ERA+: Looking Behind The Stat
ERA+ is a great analytical tool. It permits comparisons of ERAs across different eras and different run environments by adjusting for general league scoring levels and park factors. Its advantages over simple ERA are obvious. It is the single pitching statistic most often regarded as the definitive tool for analyzing pitching careers. Some stat geeks have become so enamored of ERA+ and its derivatives that they deny certain baseball truisms that might call into question the validity of judging pitchers primarily on the basis of ERA+. They tend to deny the concept of clutch pitching, despite the fact that certain pitchers evince a tendency to pitch measurably better or worse in high leverage situations (see this post for a discussion of Leveraged ERA+, or LevERA+, which weights runs allowed (and runs prevented) based on the impact on win expectancy). They also tend to discount the theory that most pitchers "pitch to the score" by changing their pitching approach depending on the game situation.
A host of statistics confirm that most pitchers do indeed pitch to the score. Pitchers as a group subscribe to the theory that when granted a big lead it is better to put the ball over the plate and make the opposition hit their way back into the game rather than risking a rally fueled by bases on balls. Virtually all successful pitchers walk fewer batters when working with a significant lead. Virtually all pitchers, successful or not, surrender more runs when working with tremendous run support from their teammates. Baseball-Reference.com recently added pitching splits based on team run support, showing a pitcher's performance in games in which they received between 0 and 2 runs of support, 3 to 5 runs of support and 6 or more runs of support. The vast majority of pitchers will surrender more runs on average when working with 6 or more runs than they do when working with 5 or fewer runs. The run-support splits further confirm that variations in ERA in high run-support scenarios have little or no impact on a pitcher's winning percentage in these scenarios, with good pitchers winning between 90% and 95% of these decisions regardless of how much their ERAs increase with great run support.
These statistics don't reveal defects in the ERA+ statistic but rather reveal the limitations of the statistic. They reveal that the ERA+ of pitchers who are blessed with generally superior run support, like Jack Morris, may be misleading. In games in which Morris received six or more runs of support he allowed 18% more earned runs than he did when working with 3 to 5 runs of support. This didn't prevent Morris from winning 93.3% of his decisions in these games, approximately the same percentage as pitchers who had much smaller increases in ERA in similar situations. The incremental runs allowed by Morris in high run-support games significantly inflated his ERA and ERA+ but had virtually no impact on game outcomes or his teams' fortunes.
Morris is representative of most elite starting pitchers in this regard.
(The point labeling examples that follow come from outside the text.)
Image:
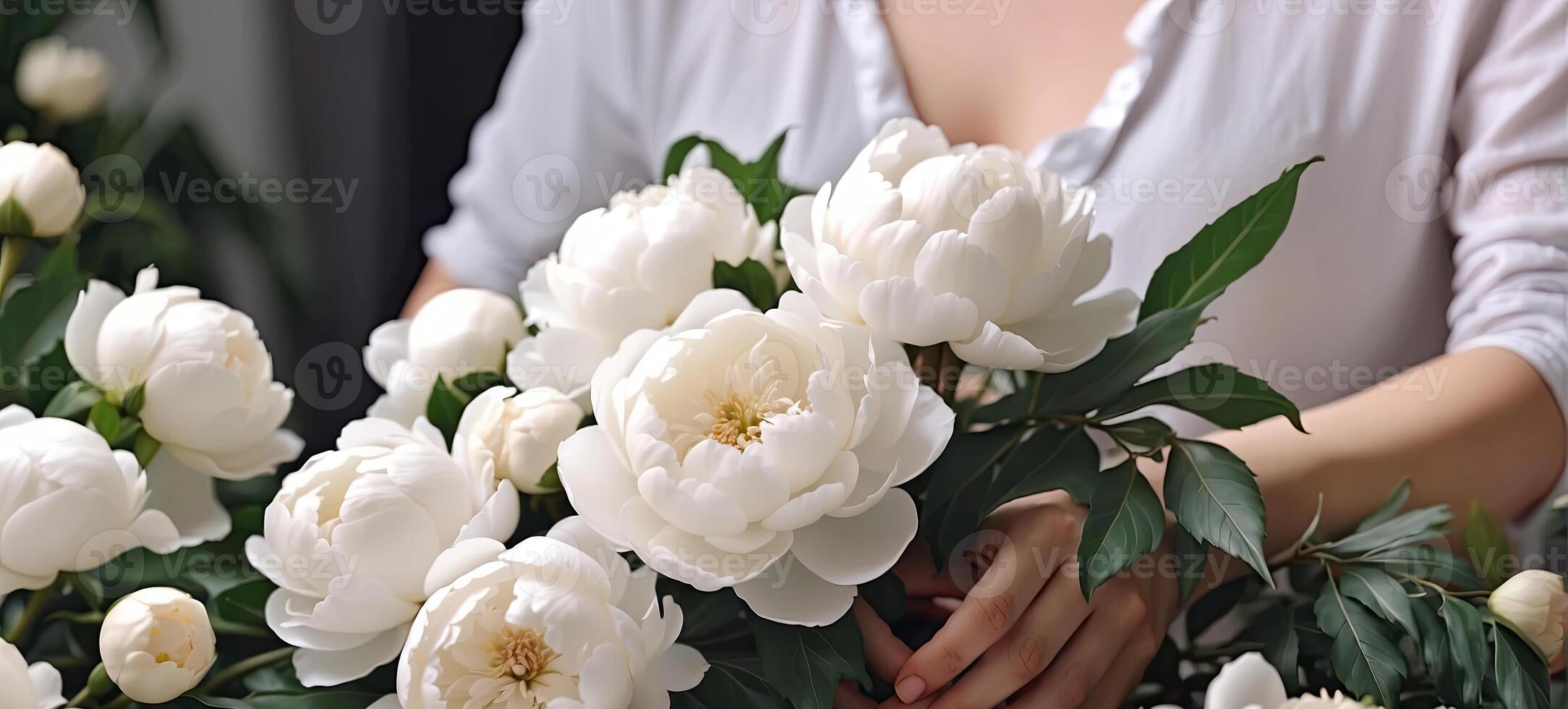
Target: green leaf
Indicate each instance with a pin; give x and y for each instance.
(1440, 566)
(145, 448)
(1520, 672)
(1192, 559)
(1488, 545)
(1379, 592)
(1051, 459)
(1392, 507)
(446, 408)
(806, 663)
(751, 280)
(1219, 393)
(731, 683)
(1467, 647)
(1282, 647)
(1412, 527)
(33, 320)
(1216, 498)
(135, 399)
(957, 485)
(1125, 523)
(74, 402)
(14, 220)
(1363, 656)
(247, 603)
(1146, 435)
(106, 419)
(1123, 361)
(885, 596)
(1433, 644)
(1225, 250)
They tend to allow significantly more runs when they have good run support to work with. The following list shows the percentage by which these pitchers' ERAs increased or decreased in games in which they received 6 or more runs of support (relative to games in which they received 5 or fewer runs of support).
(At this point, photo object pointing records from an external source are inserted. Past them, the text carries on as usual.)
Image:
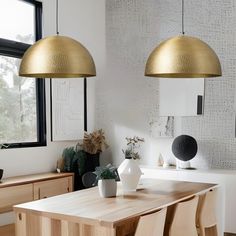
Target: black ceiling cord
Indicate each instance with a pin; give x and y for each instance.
(183, 17)
(57, 10)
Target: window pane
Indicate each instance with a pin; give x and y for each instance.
(18, 122)
(17, 21)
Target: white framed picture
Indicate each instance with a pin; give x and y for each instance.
(67, 109)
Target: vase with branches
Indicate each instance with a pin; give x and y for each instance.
(129, 171)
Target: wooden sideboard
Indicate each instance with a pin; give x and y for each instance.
(21, 189)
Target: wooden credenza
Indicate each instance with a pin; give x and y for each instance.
(21, 189)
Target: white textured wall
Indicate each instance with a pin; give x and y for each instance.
(85, 21)
(128, 101)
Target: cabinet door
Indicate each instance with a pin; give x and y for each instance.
(7, 230)
(49, 188)
(11, 196)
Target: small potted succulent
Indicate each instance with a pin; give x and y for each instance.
(106, 178)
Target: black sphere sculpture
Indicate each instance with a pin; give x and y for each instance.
(184, 147)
Obviously, for a given ERA (or ERA+) the optimal distribution of runs allowed by a pitcher would have the pitcher allowing the fewest runs in games in which his run support was weak and the most runs in games where his run support was strong. Pitchers who pitch relatively better where their run support is particularly weak or strong see little benefit to their winning percentages; even the best pitchers in the lowest run scoring environments will win less than 25% of their decisions when they receive 2 or fewer runs of support, and even average pitchers will generally win nearly 90% of their decisions in games in which they receive 6 or more runs of support. The impact of a pitcher's performance is greatest in those games where his run support is in the middle range - three to five runs of support - and those pitchers who pitch well in those games see the most beneficial impact on their winning percentages.
Palmer pitched a slightly lower run scoring environment in Baltimore, and accordingly 3 to 5 runs represented slightly better run support than the same number of runs when scored in the parks Blyleven pitched in during the '70s. However, this potential mitigating factor is offset by the fact that Blyleven received better run support overall when receiving 3 to 5 runs of support, getting an average of 3.93 runs/game as compared to Palmer's 3.77 runs/game. After adjusting for the different scoring environments, the run support received by each within the 3 to 5 run category is almost precisely the same. The huge disparity in their winning percentages when receiving between 3 and 5 runs of support cannot be explained by disparate run suppport, and is almost solely a function of the fact that Palmer pitched significantly better when receiving middling run support.
Blyleven had a slightly better ERA+ than Palmer when receiving 6 or more runs of support, but winning percentage in this category is largely inelastic (meaning that it doesn't vary much even with significant fluctuations in ERA+ ). Palmer lost only one such game in the '70s, Blyleven lost two. Blyleven also had a better ERA+ than Palmer when receiving between 0 and 2 runs of support, but Palmer had a significantly better winning percentage, .267 to Blyleven's .211. Palmer's advantage when receiving weak run support can be explained by Palmer's far superior record in one-run games, which will constitute a significant percentage of games in which a pitcher receives two or fewer runs of support.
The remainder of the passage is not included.